Massacre du système de santé public

Hypocrisie gouvernementale. Macron ouvre une enquête sur la fermeture de 20% des lits

Le dernier rapport du conseil scientifique daté du 5 octobre qui montre que 20% des lits d’hôpitaux ont fermé en France a provoqué la colère des soignants. En réponse, le gouvernement, plutôt que d’annoncer un investissement massif dans la santé, a décidé de… recompter.

vendredi 29 octobre

Crédits photo : LUDOVIC MARIN / AFP

L’enquête menée par le conseil scientifique date du 5 octobre fait état de 20% de lits d’hôpitaux fermé faute de soignants. Si le constat n’étonne que peu, alors qu’on assiste depuis plus de 30 ans à une casse organisée des services publics et notamment de la santé, le gouvernement quant à lui conteste ces chiffres. En effet dans son compte rendu du conseil des ministre du 27 octobre, Gabriel Attal tente de relativiser ces chiffres qui seraient, selon lui, « issu d’une enquête relative à la situation de quelques hôpitaux de l’AP-HP » alors qu’il s’agit pourtant bien d’une enquête nationale… et annonce par la même occasion le lancement d’une enquête large pour affirmer ou infirmer ces chiffres.

Ainsi, pour répondre aux chiffres inquiétants annoncé par le conseil scientifique, le gouvernement ne propose rien d’autre qu’une contre-enquête qui viserait à redorer son blason.

Mais cette deuxième enquête, d’une hypocrisie absolue, va difficilement cacher la situation de délabrement des services de santé, et le fait que les responsables de cette situation ce sont les gouvernements successifs, et particulièrement celui auquel appartient Gabriel Attal.

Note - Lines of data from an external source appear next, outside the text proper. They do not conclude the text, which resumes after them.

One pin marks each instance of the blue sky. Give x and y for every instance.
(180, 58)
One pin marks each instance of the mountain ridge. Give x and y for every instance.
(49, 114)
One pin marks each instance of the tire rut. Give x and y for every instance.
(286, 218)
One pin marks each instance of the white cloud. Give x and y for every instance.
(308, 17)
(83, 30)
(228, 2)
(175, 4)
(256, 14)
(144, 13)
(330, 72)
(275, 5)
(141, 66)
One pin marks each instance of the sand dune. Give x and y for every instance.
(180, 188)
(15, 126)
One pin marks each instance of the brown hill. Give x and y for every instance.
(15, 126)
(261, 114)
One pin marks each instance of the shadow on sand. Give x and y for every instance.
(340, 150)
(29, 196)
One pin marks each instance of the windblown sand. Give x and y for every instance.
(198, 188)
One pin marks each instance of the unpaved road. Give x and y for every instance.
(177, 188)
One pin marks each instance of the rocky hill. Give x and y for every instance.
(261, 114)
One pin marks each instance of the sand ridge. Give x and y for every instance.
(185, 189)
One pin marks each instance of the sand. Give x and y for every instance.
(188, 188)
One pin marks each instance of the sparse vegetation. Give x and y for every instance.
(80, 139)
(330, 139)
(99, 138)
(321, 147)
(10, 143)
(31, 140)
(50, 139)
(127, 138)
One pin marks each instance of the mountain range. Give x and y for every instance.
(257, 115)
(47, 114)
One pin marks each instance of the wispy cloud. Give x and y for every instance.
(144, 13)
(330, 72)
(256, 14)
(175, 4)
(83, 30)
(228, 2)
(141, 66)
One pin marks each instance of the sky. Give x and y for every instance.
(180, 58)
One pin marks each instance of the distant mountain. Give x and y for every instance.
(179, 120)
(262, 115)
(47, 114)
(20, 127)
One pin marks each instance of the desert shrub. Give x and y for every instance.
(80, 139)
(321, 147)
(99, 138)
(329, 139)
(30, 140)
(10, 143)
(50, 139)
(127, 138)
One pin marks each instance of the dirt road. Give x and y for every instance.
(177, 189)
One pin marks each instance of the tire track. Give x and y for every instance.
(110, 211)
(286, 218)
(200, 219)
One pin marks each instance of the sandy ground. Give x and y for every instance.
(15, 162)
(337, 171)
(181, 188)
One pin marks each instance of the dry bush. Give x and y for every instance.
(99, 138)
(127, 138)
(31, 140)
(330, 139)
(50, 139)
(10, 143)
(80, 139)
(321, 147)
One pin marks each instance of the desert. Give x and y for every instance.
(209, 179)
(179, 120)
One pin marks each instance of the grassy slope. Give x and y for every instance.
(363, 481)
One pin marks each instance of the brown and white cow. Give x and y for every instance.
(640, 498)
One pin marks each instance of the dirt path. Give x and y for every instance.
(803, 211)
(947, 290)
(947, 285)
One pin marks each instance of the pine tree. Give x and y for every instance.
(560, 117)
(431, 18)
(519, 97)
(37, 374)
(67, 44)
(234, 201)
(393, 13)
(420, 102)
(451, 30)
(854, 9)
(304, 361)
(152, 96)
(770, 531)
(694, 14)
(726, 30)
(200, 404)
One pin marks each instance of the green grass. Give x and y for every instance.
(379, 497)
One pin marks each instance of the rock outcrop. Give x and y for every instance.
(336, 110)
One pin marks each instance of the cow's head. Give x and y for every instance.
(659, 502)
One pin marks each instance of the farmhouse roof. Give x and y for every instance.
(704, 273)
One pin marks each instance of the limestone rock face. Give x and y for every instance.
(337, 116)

En effet, sous le gouvernement Macron en 2020, et donc en plein cœur d’une pandémie mondiale, 5 800 lits ont été fermés d’après la DREES. Si Attal et le gouvernement cherchent à se déresponsabiliser de la situation en expliquant que ces fermetures de lits sont liées à un manque de personnel - absentéisme et vague de démission dans la santé - la réalité c’est que ce manque n’est que la conséquence du mépris du gouvernement et la situation chaotique dans laquelle sont les travailleurs de la santé.

C’est sur le même ton hypocrite qu’Attal justifie cette situation de crise par les choix des anciens gouvernements : "Il y a des décennies pendant lesquelles le problème s’est aggravé et on ne peut pas résoudre en quatre ans tout ce qui s’est fait ces trente dernières années", a-t-il avancé pour justifier ces chiffres.

Alors que l’ensemble des soignants revendiquent une hausse salariale de 300 euros net, ils n’ont bénéficié que d’une hausse dite « socle » de 183 euros. Une mesure qui ne concerne que les titulaires quand les contractuels comme les ambulanciers, les ASH et la maintenance n’ont pas accès aux primes de service, un signe de mépris supplémentaire de la part d’un gouvernement qui ne propose rien aux personnels essentiels, de première ligne et les plus précaires.

L’enquête lancée par le gouvernement n’est qu’un énième geste de mépris qui laisse supposer que la situation des hôpitaux ne serait pas si critique que cela et qu’il faudrait vérifier « sur le terrain ». Les vagues de colère à l’hôpital ces dernières années se succèdent pourtant à mesure que les conditions de travail se dégradent et reprennent de la force depuis un mois. En lien avec cette vague de contestations, nous devons mettre en place un plan de bataille exigeant une hausse de salaire de minimum 300 euros pour toutes les travailleuses et les travailleurs, ainsi que des investissements massifs dans les services de la santé financés par des impôts sur les grandes fortunes.